The temperature at which the probability that an energy state with an ...
To determine the temperature at which the probability of an energy state above the Fermi level being occupied by an electron is 10%, we can use the Boltzmann distribution equation. The Boltzmann distribution describes the probability of an energy state being occupied at a given temperature.

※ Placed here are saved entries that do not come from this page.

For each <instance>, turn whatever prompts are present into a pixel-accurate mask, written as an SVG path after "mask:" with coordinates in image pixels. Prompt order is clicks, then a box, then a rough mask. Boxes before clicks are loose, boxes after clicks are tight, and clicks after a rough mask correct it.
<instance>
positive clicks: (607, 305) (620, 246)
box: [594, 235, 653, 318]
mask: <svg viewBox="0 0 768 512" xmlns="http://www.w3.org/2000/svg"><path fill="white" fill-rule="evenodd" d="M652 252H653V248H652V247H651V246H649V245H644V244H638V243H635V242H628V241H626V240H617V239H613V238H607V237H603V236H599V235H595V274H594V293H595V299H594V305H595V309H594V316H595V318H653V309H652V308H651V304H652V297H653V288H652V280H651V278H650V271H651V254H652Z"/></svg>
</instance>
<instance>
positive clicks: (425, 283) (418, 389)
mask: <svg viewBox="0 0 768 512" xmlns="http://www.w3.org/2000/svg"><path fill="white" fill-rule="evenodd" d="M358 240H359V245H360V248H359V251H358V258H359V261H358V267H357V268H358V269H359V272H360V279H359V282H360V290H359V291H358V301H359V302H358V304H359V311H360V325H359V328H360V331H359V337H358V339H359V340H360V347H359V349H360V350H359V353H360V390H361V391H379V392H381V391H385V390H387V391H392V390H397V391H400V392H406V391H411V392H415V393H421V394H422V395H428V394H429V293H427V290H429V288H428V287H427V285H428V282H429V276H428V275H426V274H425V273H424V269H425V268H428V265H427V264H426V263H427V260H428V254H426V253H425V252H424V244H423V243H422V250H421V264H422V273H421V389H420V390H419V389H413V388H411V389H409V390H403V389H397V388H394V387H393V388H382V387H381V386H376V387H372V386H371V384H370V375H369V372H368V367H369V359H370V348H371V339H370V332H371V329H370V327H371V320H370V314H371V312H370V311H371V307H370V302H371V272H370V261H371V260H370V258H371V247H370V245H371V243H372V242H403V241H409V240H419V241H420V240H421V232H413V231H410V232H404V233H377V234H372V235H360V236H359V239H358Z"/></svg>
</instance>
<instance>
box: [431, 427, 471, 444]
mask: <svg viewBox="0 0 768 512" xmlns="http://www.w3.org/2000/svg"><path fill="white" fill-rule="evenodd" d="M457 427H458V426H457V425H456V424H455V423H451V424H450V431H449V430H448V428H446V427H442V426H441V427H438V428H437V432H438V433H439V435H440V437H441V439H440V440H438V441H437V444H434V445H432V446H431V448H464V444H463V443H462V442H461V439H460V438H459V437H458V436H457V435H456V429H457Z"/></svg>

The Boltzmann distribution equation is given by:
P(E) = (1 / Z) * exp(-E / kT)
Where:
P(E) is the probability of the energy state being occupied,
Z is the partition function,
E is the energy difference between the state and the Fermi level,
k is the Boltzmann constant, and
T is the temperature.
We are given that the energy difference (E) is 0.2 eV and the probability (P(E)) is 10%. We need to solve for the temperature (T).
Let's rearrange the equation to solve for T:
T = -E / (k * ln(P(E) * Z))
Since we are only comparing the temperatures, we can ignore the partition function (Z) since it will cancel out when comparing two temperatures. Therefore, the equation becomes:
T = -E / (k * ln(P(E)))
Now we can substitute the given values into the equation:
T = -0.2 eV / (k * ln(0.1))
Next, we need to convert the energy from electron volts (eV) to joules (J) since the Boltzmann constant (k) is in J/K:
1 eV = 1.6 x 10^-19 J
T = -0.2 * (1.6 x 10^-19) / (k * ln(0.1))
Now we can substitute the value of the Boltzmann constant:
k = 1.38 x 10^-23 J/K
T = -0.2 * (1.6 x 10^-19) / (1.38 x 10^-23 * ln(0.1))
Calculating this expression will give us the value of T in kelvin. After evaluating the expression, we find that the temperature is approximately 1055 K.
Therefore, the correct answer is option A) 1055 K.